Caltech materials scientist Julia Greer and her colleagues are on the path to developing such a material and many others that possess unheard-of combinations of properties. For example, they might create a material that is thermally insulating but also extremely lightweight, or one that is simultaneously strong, lightweight, and nonbreakable -- properties that are generally thought to be mutually exclusive.
Greer's team has developed a method for constructing new structural materials by taking advantage of the unusual properties that solids can have at the nanometer scale, where features are measured in billionths of meters. In a paper published in the September 12 issue of the journal Science, the Caltech researchers explain how they used the method to produce a ceramic (e.g., a piece of chalk or a brick) that contains about 99.9 percent air yet is incredibly strong, and that can recover its original shape after being smashed by more than 50 percent.

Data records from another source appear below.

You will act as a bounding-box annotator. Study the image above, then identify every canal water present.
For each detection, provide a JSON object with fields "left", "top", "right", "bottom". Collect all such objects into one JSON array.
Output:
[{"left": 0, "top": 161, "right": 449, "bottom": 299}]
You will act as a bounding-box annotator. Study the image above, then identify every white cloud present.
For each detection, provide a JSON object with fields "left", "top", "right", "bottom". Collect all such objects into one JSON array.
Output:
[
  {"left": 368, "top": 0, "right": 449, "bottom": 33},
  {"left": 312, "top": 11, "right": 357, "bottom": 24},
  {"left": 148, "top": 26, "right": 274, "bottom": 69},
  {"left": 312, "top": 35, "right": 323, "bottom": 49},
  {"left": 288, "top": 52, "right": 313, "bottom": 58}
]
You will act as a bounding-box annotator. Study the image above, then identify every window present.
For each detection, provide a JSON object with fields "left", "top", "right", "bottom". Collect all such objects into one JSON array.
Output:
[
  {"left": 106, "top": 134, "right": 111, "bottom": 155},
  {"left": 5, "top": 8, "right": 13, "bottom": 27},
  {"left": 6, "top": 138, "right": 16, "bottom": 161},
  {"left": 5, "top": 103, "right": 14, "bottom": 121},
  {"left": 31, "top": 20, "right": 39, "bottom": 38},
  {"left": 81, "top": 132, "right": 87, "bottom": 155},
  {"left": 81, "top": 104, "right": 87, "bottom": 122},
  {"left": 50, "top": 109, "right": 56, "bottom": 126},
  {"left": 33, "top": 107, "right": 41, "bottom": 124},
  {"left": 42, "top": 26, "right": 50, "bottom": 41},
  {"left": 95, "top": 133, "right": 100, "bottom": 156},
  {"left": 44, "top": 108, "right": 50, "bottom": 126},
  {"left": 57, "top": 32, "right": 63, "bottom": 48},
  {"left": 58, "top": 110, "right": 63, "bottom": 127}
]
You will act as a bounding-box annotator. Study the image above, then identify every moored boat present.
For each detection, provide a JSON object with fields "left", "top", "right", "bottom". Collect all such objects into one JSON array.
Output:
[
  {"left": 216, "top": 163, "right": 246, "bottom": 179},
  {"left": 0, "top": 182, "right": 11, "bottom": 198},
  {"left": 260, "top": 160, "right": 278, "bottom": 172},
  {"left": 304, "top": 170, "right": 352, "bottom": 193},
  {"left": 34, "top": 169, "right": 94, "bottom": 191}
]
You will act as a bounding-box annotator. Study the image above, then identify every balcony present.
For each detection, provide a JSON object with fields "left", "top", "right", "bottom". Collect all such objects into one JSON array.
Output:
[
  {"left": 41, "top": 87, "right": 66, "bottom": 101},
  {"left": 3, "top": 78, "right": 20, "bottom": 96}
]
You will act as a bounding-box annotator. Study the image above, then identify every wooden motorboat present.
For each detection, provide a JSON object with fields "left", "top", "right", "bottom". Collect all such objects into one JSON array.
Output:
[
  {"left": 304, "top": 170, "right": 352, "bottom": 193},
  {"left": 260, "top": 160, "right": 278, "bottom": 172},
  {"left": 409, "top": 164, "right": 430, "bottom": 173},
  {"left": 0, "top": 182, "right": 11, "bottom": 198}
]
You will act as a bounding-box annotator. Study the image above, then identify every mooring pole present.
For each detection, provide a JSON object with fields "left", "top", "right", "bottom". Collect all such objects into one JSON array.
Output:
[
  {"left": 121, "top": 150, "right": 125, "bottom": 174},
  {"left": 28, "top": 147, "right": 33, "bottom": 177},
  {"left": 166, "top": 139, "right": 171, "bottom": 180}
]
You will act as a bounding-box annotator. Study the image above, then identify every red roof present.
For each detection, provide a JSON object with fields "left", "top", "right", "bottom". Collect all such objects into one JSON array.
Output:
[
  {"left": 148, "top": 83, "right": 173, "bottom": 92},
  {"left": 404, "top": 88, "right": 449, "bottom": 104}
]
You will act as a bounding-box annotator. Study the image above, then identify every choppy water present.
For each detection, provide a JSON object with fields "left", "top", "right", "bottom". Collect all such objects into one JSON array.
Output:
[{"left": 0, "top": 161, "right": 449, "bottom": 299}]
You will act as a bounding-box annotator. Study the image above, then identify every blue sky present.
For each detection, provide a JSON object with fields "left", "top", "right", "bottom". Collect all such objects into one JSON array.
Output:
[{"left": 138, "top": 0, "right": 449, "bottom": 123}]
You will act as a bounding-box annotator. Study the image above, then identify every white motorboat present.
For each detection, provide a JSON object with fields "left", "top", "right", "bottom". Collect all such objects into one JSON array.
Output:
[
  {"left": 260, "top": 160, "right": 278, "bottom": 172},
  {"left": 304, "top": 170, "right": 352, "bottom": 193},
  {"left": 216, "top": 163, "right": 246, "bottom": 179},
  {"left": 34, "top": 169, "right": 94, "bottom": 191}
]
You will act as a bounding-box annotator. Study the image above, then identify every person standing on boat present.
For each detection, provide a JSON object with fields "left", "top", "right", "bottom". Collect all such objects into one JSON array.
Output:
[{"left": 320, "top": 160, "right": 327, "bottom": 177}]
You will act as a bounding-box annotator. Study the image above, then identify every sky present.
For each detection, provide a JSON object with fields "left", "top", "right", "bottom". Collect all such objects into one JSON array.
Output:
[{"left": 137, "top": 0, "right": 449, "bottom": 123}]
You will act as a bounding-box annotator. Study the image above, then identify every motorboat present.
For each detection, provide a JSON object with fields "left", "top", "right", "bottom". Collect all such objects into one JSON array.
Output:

"Ceramics have always been thought to be heavy and brittle," says Greer, a professor of materials science and mechanics in the Division of Engineering and Applied Science at Caltech. "We're showing that in fact, they don't have to be either. This very clearly demonstrates that if you use the concept of the nanoscale to create structures and then use those nanostructures like LEGO to construct larger materials, you can obtain nearly any set of properties you want. You can create materials by design."
The researchers use a direct laser writing method called two-photon lithography to "write" a three-dimensional pattern in a polymer by allowing a laser beam to crosslink and harden the polymer wherever it is focused. The parts of the polymer that were exposed to the laser remain intact while the rest is dissolved away, revealing a three-dimensional scaffold. That structure can then be coated with a thin layer of just about any kind of material -- a metal, an alloy, a glass, a semiconductor, etc. Then the researchers use another method to etch out the polymer from within the structure, leaving a hollow architecture.
The applications of this technique are practically limitless, Greer says. Since pretty much any material can be deposited on the scaffolds, the method could be particularly useful for applications in optics, energy efficiency, and biomedicine. For example, it could be used to reproduce complex structures such as bone, producing a scaffold out of biocompatible materials on which cells could proliferate.
In the latest work, Greer and her students used the technique to produce what they call three-dimensional nanolattices that are formed by a repeating nanoscale pattern. After the patterning step, they coated the polymer scaffold with a ceramic called alumina (i.e., aluminum oxide), producing hollow-tube alumina structures with walls ranging in thickness from 5 to 60 nanometers and tubes from 450 to 1,380 nanometers in diameter.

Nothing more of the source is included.